Dias de Chuva
Dona Yules nunca foi a mesma após perder o marido para a guerra. Via-o traço a traço no rosto de sua filha Joana. Era ápice de primavera e não se via nuvem no céu quando passei por lá. A vaga era de cuidador para criança e exigia, previsivelmente, alguma experiência militar. Joana abriu-me a porta.
— Tem um sorriso forte, senhor — disse.
E entrei com nada além daquele sorriso. Espantara-me as expressões daquela menina, como mantinha sua coluna ereta e também a firmeza no olhar. Joana tinha onze anos apenas.
Sentamo-nos em sofás opostos. Uma mesa ao meio continha um bule com chá ao lado de três torradas num pratinho asseado. Joana sacou uma prancheta de baixo duma almofada.
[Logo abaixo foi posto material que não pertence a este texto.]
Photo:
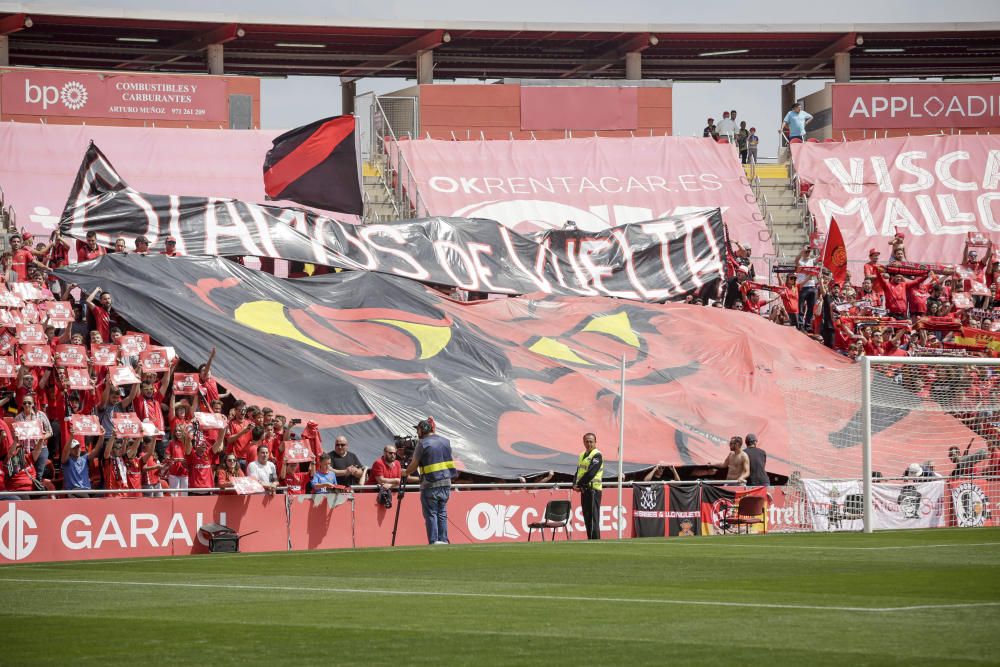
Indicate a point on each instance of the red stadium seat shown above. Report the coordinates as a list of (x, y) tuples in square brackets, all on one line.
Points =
[(748, 512)]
— A que horas poderia chegar? — disse.
Levei quase um minuto para dizer:
— Chegarei às 7:00 e farei seu café antes que acorde!
— Mas se às 6:30 já estou de pé...
— Às 6:00 então! E não deixo a porta ranger.
— Ótimo!
Joana cruzou as pernas.
— O que fará de comer?
Abaixei-me e mordisquei uma das torradas. Notei logo que não eram as da padaria, alguém cortara o pão, passara manteiga, salpicara orégano e por último levara ao forno. O padeiro não deixaria nunca as bordas pretejarem...
— Farei pães de mel! — eu disse. — Trá-los-ei prontos lá de casa. Gostaria de pães de mel?
— Amo pães de mel! Quero dizer, são formidáveis.
Joana começou a batucar em sua prancheta.
— É melhor mesmo que faça os pãezinhos no forno de sua casa, pois a porta deste aqui está emperrando...
Notei que ela olhou com tristeza para as torradas e, com a unha, arranhou a borda queimada de uma das três. Também fechou os punhos, lembrando talvez que não teve forças para abrir o forno a tempo.
— Por acaso tem filhos? — ela perguntou.
— Nenhum, e você?
— Aqui somos só eu e minha mãe.
— E onde está sua...
— Tem esposa ou alguém que tome seu tempo?
— Não tenho.
— Isso é bom!
— Acha mesmo?
— Faz o que nos dias de chuva?
— Fico em casa, debaixo dos cobertores, tomando um bom chá de hortelã com...
— Aqui não ficamos em casa em dias de chuva! Saímos para o quintal!
Olhei para o quintal, através da porta corrediça de vidro: não havia telhado acima da grama.
— Mas se estiver chovendo, pequena... Lá fora, você vai se molhar.
— Não me importo com isso.
— E se ficar doente?
— Nunca na minha vida eu fiquei doente. — Ela passou o dedo embaixo do nariz.
— Então é mais forte do que eu.
— Com certeza eu sou! Você é magrelo!
— De onde saiu isso?
— É bom que esteja pronto. Não sou fácil de lidar. Mamãe me chamava de “capitã”, pois eu a fazia lembrar do...
Os olhos de Joana se encheram d’água e seus lábios tremeram.
— Falávamos sobre os dias de chuva, Joana! — eu disse, e triturei uma torrada com os dentes.
— Brincaremos lá fora então!
— Por mim, está bem!
Joana de repente olhou para trás, curvou todo seu corpinho sobre o sofá, observando a escada que dava para o quarto de sua mãe.
— Já está perto das 15:00. Nessa hora que chove aqui.
Joana levantou-se e, empertigada, tomou-me pela mão. Caminhamos juntos pelo soalho polido e atravessamos a porta de correr. Chegamos ao quintal. Joana tirou a chave do bolso, trancou a porta pelo lado de fora e correu para o meio da grama.
Um sol radiante passeava sobre nós, não havia sequer rastro de nuvem.
A menina, ao catar um balde e uma pazinha de plástico, foi pra perto de um balanço onde o chão era de areia, começando a brincar antes que eu chegasse.
— Mas não está chovendo, pequena — eu disse. — Não há nem chance de chover.
Quando me aproximei e sentei ao seu lado, Joana puxou-me para perto e cochichou no meu ouvido:
— É nessa hora que chove dos olhos de mamãe.